Mullamitha Saifee A, Ton Nhuan C, Parker Geoff J M, Jackson Alan, Julyan Peter J, Roberts Caleb, Buonaccorsi Gio A, Watson Yvonne, Davies Karen, Cheung Sue, Hope Lynn, Valle Juan W, Radford John A, Lawrance Jeremy, Saunders Mark P, Munteanu Mihaela C, Nakada Marian T, Nemeth Jeffrey A, Davis Hugh M, Jiao Qun, Prabhakar Uma, Lang Zhihui, Corringham Robert E, Beckman Robert A, Jayson Gordon C
Cancer Research, UK.
Clin Cancer Res. 2007 Apr 1;13(7):2128-35. doi: 10.1158/1078-0432.CCR-06-2779.
A fully human monoclonal antibody to anti-alpha(v) integrins (CNTO 95) has been shown to inhibit angiogenesis and tumor growth in preclinical studies. We assessed the safety and pharmacokinetics of CNTO 95 in patients with advanced refractory solid tumors.
In this phase I trial, CNTO 95 (0.1, 0.3, 1.0, 3.0, and 10.0 mg/kg) was infused on days 0, 28, 35, and 42, and clinical assessments, dynamic contrast-enhanced magnetic resonance imaging (DCE-MRI), and [(18)F]-2-fluorodeoxyglucose positron emission tomography (FDG-PET) were done. Patients achieving stable disease or better were eligible for extended dosing every 3 weeks for up to 12 months.

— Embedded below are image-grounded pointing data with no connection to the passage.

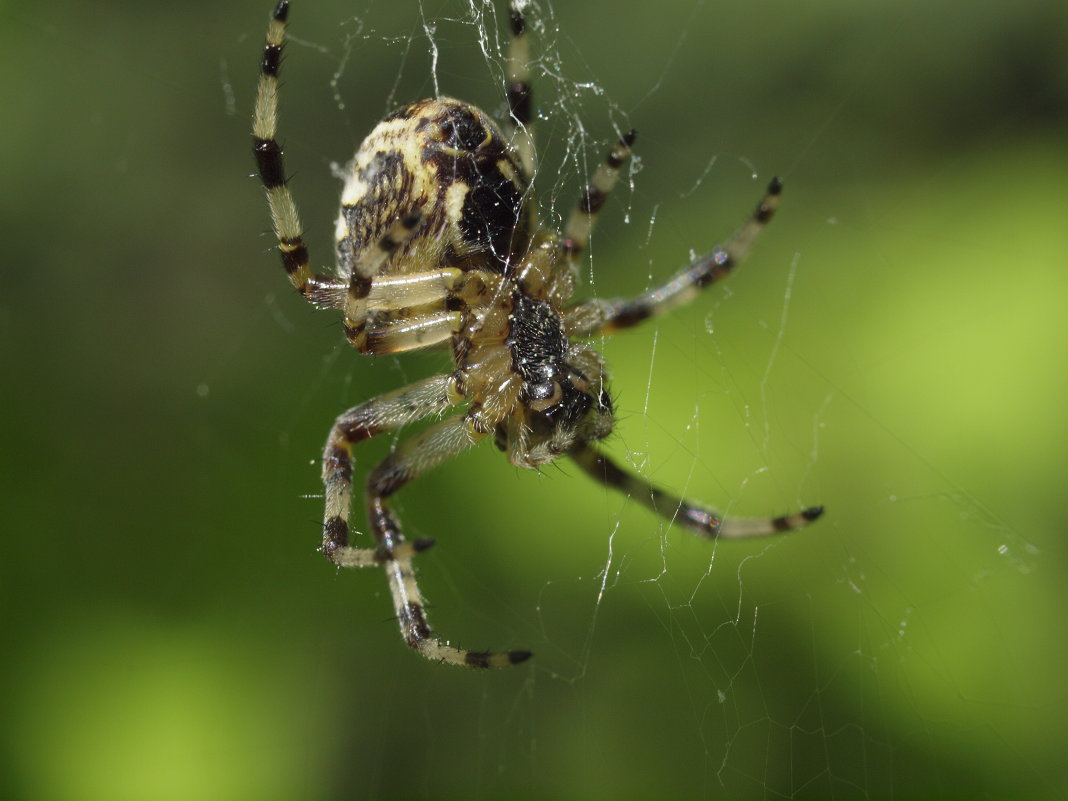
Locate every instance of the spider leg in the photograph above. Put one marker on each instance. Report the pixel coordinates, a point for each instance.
(520, 96)
(608, 316)
(580, 223)
(283, 210)
(411, 458)
(382, 413)
(413, 317)
(690, 516)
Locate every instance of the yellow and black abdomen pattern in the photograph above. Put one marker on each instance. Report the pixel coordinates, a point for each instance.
(446, 161)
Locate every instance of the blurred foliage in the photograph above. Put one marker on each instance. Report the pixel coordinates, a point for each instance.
(894, 349)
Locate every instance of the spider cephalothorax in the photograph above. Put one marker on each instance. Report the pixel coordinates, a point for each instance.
(438, 245)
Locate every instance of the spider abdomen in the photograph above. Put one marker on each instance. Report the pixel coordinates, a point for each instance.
(448, 161)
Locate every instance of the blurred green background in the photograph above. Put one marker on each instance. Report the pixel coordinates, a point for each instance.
(894, 349)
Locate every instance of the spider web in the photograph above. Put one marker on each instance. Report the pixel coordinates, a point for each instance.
(811, 664)
(892, 348)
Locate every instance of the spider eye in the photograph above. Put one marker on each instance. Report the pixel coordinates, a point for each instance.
(462, 131)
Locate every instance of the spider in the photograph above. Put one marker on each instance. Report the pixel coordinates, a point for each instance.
(438, 244)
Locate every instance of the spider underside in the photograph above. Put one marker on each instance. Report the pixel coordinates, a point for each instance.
(438, 244)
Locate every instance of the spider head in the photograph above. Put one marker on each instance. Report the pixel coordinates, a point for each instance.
(561, 413)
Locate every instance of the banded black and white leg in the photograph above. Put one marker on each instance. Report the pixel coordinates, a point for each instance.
(317, 288)
(357, 297)
(520, 95)
(693, 517)
(411, 458)
(608, 316)
(580, 222)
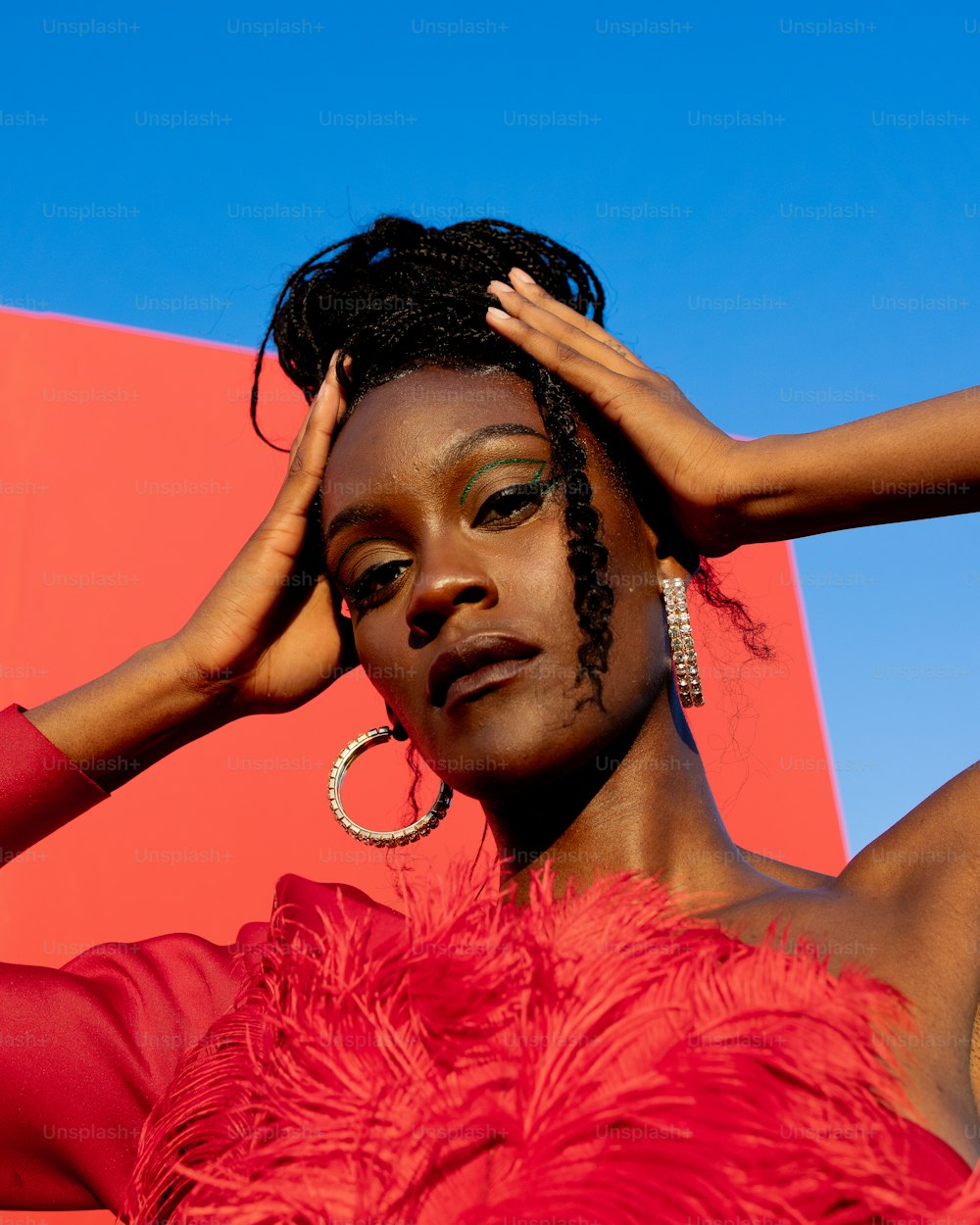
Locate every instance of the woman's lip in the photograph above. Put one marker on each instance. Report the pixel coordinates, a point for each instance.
(483, 677)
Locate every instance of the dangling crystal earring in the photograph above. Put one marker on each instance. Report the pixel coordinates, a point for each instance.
(681, 642)
(425, 824)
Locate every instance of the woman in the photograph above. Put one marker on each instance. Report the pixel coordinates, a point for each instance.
(511, 505)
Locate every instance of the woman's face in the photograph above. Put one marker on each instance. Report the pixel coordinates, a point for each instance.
(429, 550)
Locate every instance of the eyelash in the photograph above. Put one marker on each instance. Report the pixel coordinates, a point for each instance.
(530, 493)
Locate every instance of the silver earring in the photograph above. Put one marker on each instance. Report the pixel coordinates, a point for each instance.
(681, 642)
(425, 824)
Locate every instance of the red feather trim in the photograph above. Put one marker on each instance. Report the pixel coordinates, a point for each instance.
(593, 1058)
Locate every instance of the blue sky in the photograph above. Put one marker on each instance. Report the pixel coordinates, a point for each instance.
(784, 204)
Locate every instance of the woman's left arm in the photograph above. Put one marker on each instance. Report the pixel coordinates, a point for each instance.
(909, 464)
(916, 462)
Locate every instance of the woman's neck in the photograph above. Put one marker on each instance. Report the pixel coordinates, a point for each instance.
(642, 804)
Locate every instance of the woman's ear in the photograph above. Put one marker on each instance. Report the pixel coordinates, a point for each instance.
(397, 730)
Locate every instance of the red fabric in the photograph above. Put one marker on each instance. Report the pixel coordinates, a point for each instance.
(88, 1050)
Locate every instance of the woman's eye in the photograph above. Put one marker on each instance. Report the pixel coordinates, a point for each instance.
(372, 582)
(509, 504)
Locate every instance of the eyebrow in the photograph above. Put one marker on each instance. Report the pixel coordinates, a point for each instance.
(370, 513)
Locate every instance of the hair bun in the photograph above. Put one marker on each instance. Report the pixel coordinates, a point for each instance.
(401, 292)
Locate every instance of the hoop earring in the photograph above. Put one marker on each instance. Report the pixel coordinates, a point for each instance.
(681, 642)
(425, 824)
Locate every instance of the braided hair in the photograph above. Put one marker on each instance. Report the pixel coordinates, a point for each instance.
(400, 295)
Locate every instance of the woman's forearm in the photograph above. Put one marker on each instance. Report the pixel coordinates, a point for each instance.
(117, 725)
(916, 462)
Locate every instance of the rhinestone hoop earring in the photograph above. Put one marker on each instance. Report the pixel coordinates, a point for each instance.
(681, 642)
(425, 824)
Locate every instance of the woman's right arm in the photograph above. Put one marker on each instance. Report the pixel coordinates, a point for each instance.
(87, 1049)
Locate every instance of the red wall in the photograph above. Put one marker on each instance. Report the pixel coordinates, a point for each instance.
(128, 478)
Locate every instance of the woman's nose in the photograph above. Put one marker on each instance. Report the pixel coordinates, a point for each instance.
(446, 578)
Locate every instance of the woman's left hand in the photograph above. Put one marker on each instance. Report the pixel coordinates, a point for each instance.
(697, 464)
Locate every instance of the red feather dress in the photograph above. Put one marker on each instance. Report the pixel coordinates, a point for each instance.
(598, 1057)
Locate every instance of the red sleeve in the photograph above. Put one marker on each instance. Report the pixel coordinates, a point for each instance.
(40, 788)
(87, 1049)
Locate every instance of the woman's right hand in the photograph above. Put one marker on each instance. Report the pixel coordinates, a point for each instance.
(270, 636)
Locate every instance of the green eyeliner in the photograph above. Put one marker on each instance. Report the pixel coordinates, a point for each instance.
(493, 465)
(464, 498)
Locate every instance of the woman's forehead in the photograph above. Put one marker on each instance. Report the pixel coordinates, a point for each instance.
(419, 415)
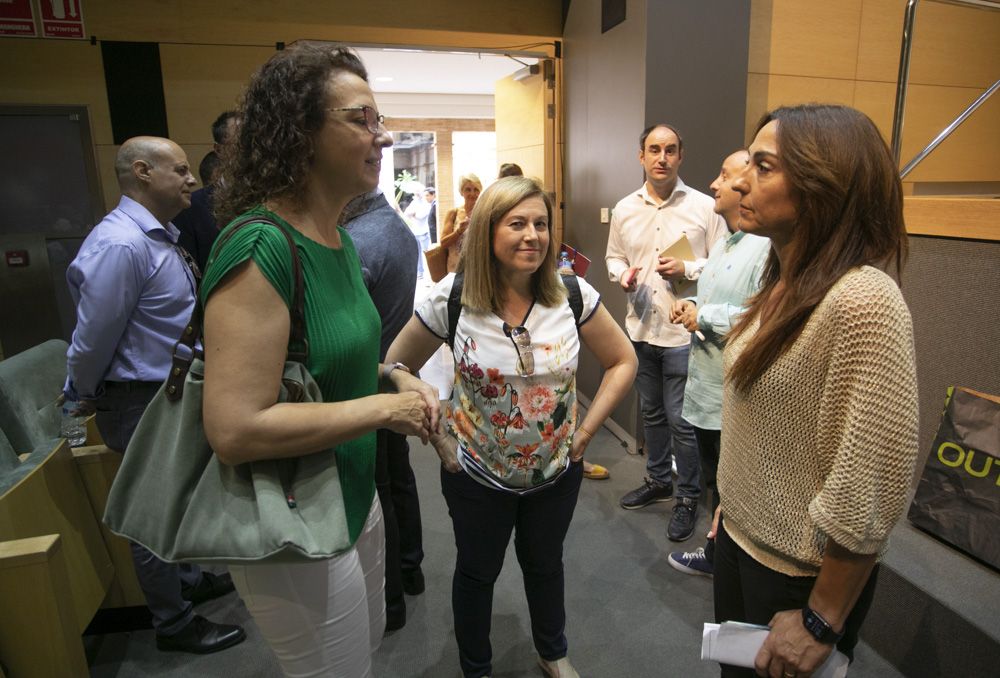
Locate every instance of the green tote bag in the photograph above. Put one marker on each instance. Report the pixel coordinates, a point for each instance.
(173, 495)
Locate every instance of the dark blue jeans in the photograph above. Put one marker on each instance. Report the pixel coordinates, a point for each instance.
(660, 382)
(483, 519)
(709, 443)
(397, 492)
(749, 592)
(118, 414)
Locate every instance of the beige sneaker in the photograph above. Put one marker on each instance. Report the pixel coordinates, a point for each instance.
(560, 668)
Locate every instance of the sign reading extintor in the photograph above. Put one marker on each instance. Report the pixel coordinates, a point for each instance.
(17, 19)
(62, 19)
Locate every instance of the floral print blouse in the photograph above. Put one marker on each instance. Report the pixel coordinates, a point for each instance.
(514, 432)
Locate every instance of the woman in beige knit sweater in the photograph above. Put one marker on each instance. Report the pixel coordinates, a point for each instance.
(820, 404)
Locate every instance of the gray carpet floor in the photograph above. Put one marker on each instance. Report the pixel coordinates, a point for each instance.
(629, 613)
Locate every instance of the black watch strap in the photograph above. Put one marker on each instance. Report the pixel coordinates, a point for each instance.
(819, 627)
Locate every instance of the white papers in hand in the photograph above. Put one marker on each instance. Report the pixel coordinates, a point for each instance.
(737, 644)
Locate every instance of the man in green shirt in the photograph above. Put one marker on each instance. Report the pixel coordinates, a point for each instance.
(730, 277)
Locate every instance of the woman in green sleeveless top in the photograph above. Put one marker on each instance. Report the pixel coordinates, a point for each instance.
(309, 140)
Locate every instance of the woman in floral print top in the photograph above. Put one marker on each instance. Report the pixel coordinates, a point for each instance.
(513, 445)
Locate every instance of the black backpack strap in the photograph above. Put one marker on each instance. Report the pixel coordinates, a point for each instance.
(575, 298)
(454, 307)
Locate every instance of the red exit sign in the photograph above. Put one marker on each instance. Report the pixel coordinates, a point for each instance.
(62, 19)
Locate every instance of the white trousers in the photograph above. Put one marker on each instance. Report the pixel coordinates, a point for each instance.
(324, 618)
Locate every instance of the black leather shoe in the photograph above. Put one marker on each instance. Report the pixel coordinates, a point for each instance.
(682, 522)
(413, 582)
(202, 637)
(650, 492)
(211, 586)
(395, 615)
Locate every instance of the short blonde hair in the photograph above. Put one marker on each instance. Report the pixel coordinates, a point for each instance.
(469, 178)
(481, 290)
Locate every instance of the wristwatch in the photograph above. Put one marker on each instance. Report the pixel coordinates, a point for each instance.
(819, 627)
(389, 367)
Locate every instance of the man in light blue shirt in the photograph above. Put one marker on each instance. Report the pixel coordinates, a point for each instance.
(730, 277)
(134, 295)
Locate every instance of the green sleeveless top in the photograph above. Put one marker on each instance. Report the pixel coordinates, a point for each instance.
(342, 326)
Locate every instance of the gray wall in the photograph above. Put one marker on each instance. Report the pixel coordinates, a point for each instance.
(696, 79)
(682, 61)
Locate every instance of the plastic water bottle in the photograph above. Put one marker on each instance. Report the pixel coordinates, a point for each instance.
(74, 426)
(565, 265)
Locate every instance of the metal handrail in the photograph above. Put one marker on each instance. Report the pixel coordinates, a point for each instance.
(902, 79)
(896, 144)
(943, 134)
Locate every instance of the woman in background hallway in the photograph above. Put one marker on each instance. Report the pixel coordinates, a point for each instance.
(457, 220)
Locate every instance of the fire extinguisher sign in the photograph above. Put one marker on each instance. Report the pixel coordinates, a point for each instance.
(17, 19)
(62, 19)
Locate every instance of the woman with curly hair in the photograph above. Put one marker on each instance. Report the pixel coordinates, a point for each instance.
(819, 414)
(512, 458)
(310, 139)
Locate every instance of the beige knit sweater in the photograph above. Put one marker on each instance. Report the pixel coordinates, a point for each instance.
(824, 443)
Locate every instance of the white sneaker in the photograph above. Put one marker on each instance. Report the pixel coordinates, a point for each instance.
(560, 668)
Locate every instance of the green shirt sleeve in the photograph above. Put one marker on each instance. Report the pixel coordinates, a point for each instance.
(259, 241)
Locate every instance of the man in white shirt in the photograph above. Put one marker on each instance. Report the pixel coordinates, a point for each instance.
(418, 213)
(644, 224)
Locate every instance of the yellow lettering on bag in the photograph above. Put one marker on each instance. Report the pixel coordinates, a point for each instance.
(986, 466)
(948, 462)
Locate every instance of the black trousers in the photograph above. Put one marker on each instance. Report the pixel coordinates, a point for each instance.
(118, 414)
(483, 519)
(749, 592)
(709, 443)
(397, 492)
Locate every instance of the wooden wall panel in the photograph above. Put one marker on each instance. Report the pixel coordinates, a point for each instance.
(952, 46)
(226, 40)
(250, 21)
(765, 92)
(56, 72)
(848, 52)
(520, 124)
(818, 39)
(970, 154)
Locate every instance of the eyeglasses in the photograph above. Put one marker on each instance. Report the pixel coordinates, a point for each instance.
(372, 117)
(521, 338)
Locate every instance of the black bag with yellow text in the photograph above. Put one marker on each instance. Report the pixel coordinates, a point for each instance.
(958, 496)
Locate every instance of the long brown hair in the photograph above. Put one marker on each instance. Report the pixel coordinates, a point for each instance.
(481, 289)
(281, 111)
(850, 213)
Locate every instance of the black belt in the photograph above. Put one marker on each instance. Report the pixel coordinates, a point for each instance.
(131, 386)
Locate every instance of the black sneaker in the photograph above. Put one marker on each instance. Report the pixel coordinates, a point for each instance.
(649, 493)
(682, 522)
(413, 582)
(202, 637)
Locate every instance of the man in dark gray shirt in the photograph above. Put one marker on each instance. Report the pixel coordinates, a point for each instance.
(388, 252)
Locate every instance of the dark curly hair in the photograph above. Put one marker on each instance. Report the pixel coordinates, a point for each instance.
(280, 113)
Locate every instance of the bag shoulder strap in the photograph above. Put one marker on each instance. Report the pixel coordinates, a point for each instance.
(298, 343)
(573, 295)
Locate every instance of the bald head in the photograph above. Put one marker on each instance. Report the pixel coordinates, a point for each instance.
(727, 200)
(154, 172)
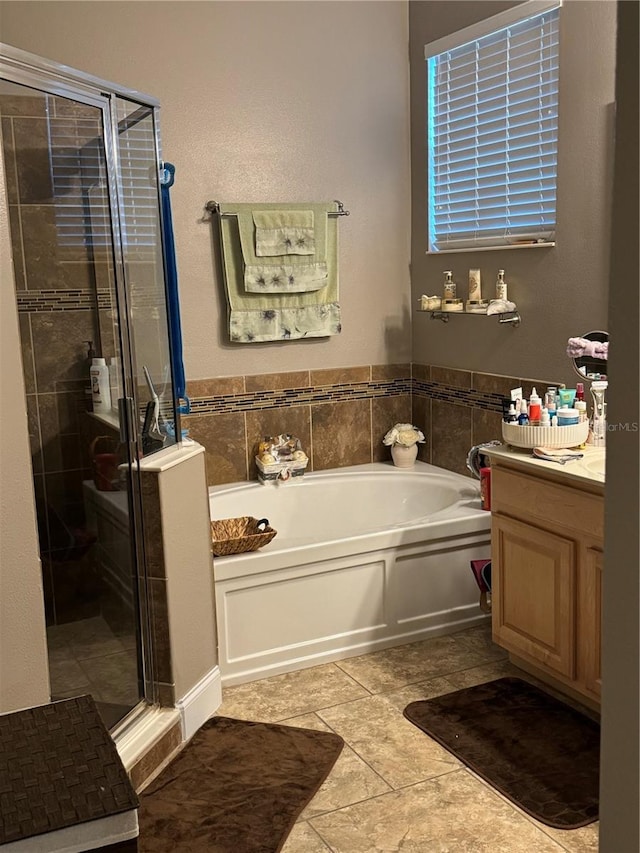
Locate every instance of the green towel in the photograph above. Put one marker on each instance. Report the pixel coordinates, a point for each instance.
(291, 273)
(259, 316)
(286, 232)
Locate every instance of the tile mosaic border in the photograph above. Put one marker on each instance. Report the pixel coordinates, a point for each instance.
(241, 400)
(38, 301)
(309, 395)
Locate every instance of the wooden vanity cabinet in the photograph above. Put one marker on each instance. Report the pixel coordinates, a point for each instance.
(547, 539)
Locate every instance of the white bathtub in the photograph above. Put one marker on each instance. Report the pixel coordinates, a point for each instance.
(365, 558)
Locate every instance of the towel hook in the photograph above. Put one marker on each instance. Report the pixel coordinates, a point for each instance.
(214, 207)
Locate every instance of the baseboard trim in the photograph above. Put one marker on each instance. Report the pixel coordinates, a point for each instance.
(200, 703)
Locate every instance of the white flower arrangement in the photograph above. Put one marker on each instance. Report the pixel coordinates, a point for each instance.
(403, 434)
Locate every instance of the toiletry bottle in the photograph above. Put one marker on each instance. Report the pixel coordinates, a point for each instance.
(598, 389)
(581, 407)
(550, 399)
(87, 391)
(501, 286)
(512, 415)
(535, 406)
(100, 393)
(449, 286)
(475, 293)
(114, 381)
(523, 417)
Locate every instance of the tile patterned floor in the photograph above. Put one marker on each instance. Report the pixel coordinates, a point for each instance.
(393, 788)
(87, 656)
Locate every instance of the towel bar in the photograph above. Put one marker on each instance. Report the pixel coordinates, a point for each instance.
(214, 207)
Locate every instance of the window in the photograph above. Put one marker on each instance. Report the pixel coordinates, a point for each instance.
(78, 172)
(492, 107)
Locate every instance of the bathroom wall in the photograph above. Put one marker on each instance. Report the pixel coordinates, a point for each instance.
(58, 300)
(263, 101)
(341, 415)
(24, 677)
(620, 773)
(561, 291)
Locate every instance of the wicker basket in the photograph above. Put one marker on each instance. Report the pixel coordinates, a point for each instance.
(238, 535)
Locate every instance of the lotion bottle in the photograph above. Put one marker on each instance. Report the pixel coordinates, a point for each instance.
(100, 393)
(523, 417)
(501, 286)
(535, 406)
(449, 285)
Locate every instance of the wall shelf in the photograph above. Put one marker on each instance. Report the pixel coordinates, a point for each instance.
(508, 318)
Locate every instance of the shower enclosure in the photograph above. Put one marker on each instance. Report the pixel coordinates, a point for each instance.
(83, 171)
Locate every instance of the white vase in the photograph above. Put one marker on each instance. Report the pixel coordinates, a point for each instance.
(404, 457)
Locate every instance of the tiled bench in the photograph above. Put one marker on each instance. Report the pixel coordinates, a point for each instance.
(62, 783)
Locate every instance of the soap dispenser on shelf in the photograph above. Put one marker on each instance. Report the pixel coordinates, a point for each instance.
(599, 428)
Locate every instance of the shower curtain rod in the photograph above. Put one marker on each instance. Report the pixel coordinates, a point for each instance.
(214, 207)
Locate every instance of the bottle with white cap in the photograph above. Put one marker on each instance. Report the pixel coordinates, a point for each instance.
(100, 392)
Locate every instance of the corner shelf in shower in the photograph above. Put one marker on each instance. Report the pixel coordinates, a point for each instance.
(108, 420)
(508, 318)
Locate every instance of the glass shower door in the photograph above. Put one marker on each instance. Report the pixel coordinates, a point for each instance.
(67, 231)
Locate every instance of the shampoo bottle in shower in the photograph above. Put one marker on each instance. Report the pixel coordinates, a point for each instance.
(501, 286)
(100, 393)
(449, 286)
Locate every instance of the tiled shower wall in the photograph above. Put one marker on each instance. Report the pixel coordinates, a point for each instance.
(58, 296)
(341, 415)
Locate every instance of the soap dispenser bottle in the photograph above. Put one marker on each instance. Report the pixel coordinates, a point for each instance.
(100, 392)
(449, 286)
(535, 407)
(501, 286)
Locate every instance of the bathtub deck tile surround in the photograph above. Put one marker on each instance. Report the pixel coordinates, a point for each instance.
(455, 409)
(450, 435)
(359, 809)
(224, 438)
(341, 434)
(295, 420)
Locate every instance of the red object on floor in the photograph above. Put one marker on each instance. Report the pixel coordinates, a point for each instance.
(485, 487)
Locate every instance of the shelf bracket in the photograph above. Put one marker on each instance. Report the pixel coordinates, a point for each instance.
(511, 317)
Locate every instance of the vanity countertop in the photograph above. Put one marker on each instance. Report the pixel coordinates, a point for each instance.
(587, 472)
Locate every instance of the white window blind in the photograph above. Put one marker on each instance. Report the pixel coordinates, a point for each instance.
(83, 216)
(493, 137)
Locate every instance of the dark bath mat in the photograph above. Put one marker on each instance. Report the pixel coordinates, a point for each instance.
(537, 751)
(237, 787)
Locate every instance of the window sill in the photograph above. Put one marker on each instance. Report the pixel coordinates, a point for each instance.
(490, 248)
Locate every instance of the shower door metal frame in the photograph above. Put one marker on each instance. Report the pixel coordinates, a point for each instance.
(21, 67)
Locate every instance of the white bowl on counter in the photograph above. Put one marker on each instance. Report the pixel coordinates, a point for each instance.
(538, 436)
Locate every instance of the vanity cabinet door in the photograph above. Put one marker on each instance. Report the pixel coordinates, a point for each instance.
(534, 589)
(589, 635)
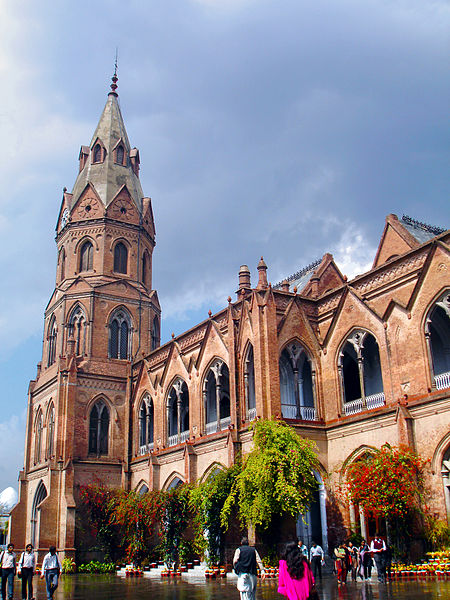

Among the 24 enrolled patients, CNTO 95 was associated with one episode of grade III and four episodes of grade II infusion-related fever (all responded to acetaminophen). Of the six patients who received extended dosing, one patient (10.0 mg/kg), with cutaneous angiosarcoma, had a 9-month partial response. Pre- and post-treatment lesion biopsies confirmed tumor cell alpha(v) integrin expression, as well as CNTO 95 penetration of the tumor and localization to tumor cells in association with reduced bcl-2 expression. A lesion in one patient (10.0 mg/kg) with stable ovarian carcinosarcoma was no longer detectable by FDG-PET by day 49. Exposure to CNTO 95 seemed to increase in a greater-than-dose-proportional manner; dose-dependent mean half-life ranged from 0.26 to 6.7 days.
CNTO 95 was generally well tolerated. Six patients received extended therapy, including one patient with a prolonged response. Biopsy data confirmed tumor localization and pharmacodynamic activity.
在临床前研究中,一种完全人源化的抗α(v)整合素单克隆抗体(CNTO 95)已显示出可抑制血管生成和肿瘤生长。我们评估了CNTO 95在晚期难治性实体瘤患者中的安全性和药代动力学。
在这项I期试验中,于第0、28、35和42天输注CNTO 95(0.1、0.3、1.0、3.0和10.0 mg/kg),并进行临床评估、动态对比增强磁共振成像(DCE-MRI)和[(18)F]-2-氟脱氧葡萄糖正电子发射断层扫描(FDG-PET)。病情稳定或好转的患者有资格每3周延长给药一次,最长可达12个月。
在24名入组患者中,CNTO 95与1次III级和4次II级输液相关发热事件相关(均对乙酰氨基酚有反应)。在6名接受延长给药的患者中,1名患有皮肤血管肉瘤的患者(10.0 mg/kg)有9个月的部分缓解。治疗前后的病变活检证实肿瘤细胞α(v)整合素表达,以及CNTO 95在肿瘤中的渗透和在肿瘤细胞中的定位,同时伴有bcl-2表达降低。到第49天时,1名患有稳定卵巢癌肉瘤的患者(10.0 mg/kg)的一处病变在FDG-PET上不再可检测到。对CNTO 95的暴露似乎以大于剂量比例的方式增加;剂量依赖性平均半衰期范围为0.26至6.7天。
CNTO 95总体耐受性良好。6名患者接受了延长治疗,包括1名有延长反应的患者。活检数据证实了肿瘤定位和药效学活性。